The great civil rights leader Howard Thurman once said, "Don't ask what the world needs. Ask what makes you come alive. Because what the world needs most is more people who have come alive." (p. x).
"Most people live in a very restricted circle of their potential being. They make use of a very small portion of their possible consciousness, and of their soul's resources in general, much like a man who, out of his whole organism, should get into a habit of using and moving only his little finger." (p. 11).
It was clear from talking to them, that what kept them motivated was the quality of the experience they felt when they were involved with the activity. The feeling didn't come when they were relaxing, when they were taking drugs or alcohol, or when they were consuming the expensive privileges of wealth. Rather, it often involved painful, risky, difficult activities that stretched the person's capacity and involved an element of novelty and discovery. (p. 20).

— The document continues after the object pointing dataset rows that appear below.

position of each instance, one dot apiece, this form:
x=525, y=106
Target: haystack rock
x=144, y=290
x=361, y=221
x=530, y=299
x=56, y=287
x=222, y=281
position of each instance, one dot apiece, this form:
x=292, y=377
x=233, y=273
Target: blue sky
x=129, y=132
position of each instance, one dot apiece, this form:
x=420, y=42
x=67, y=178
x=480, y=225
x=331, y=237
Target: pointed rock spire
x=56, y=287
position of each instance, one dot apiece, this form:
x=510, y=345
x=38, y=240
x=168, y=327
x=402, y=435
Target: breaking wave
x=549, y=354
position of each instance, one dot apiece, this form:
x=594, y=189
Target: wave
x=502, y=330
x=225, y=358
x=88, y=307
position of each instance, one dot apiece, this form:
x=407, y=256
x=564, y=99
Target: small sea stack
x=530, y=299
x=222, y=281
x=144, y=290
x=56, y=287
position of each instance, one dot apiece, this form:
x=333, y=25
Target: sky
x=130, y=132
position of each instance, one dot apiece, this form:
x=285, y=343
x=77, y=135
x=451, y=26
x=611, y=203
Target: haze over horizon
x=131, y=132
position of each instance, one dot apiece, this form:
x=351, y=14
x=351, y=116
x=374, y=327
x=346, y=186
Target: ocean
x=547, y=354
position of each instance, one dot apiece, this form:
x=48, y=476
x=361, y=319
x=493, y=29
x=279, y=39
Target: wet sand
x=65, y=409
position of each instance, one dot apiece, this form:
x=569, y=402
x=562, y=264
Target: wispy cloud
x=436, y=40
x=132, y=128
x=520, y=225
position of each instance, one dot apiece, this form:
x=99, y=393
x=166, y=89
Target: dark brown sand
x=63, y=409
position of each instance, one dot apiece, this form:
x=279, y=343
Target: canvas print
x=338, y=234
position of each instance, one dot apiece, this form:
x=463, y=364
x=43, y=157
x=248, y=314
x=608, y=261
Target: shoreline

"Imagination," says futurist and philosopher Jason Silva, "allows us to conceive of delightful future possibilities, pick the most amazing one, and pull the present forward to meet it." (p. 26).
In fact, when Csikszentmihalyi dove deeper into the data, he discovered that the happiest people on earth, the ones who felt their lives had the most meaning, were those who had the most peak experiences. (p. 20).
Applying this idea in our daily life means breaking tasks into bite-size chunks and setting goals accordingly. A writer, for example, is better off trying to pen three great paragraphs at a time— the equivalent of moving through Mandy -Rae's kick cycles—rather than attempting one great chapter . Think challenging , yet manageable— just enough stimulation to shortcut attention into the now, not enough stress to pull you back out again. (p. 115).
The next stage in the cycle is "release." To move out of struggle and into flow , you must first pass through this second stage. Release means to take your mind off the problem, to, as Benson says, "completely sever prior thought and emotional patterns." (p. 120).
And the zone, the flow state itself, is the third stage in this cycle. Struggle gives way to release gives way to flow—hallelujah. (p. 121).
Companionship drives focus into the now— it's arguably the simplest flow hack in the world. (p. 130).
The lone -wolf maverick is a myth. When it comes to becoming Superman, we really are in this together. (p. 139).
Flow, like all technologies, remains morally neutral. (p. 164).
Flow is a creation engine: it helps us pluck an idea out of imagination and bring it fully formed into the world. (p. 173).
Since the first stage of the flow cycle— the struggle stage— involves exactly this learning process, visualization is an essential flow hack: it shortens struggle. (p. 176).
The US military trained snipers in flow twice as fast as normal. McKinsey established that executives in flow are five times more effective than their steady-state peers. (p. 193).
We must learn how to play with fire. We must learn to learn faster. We must learn to live thousands of lives in our lifetime— and not lives of quiet desperation, rather of raucous innovation (p. 193).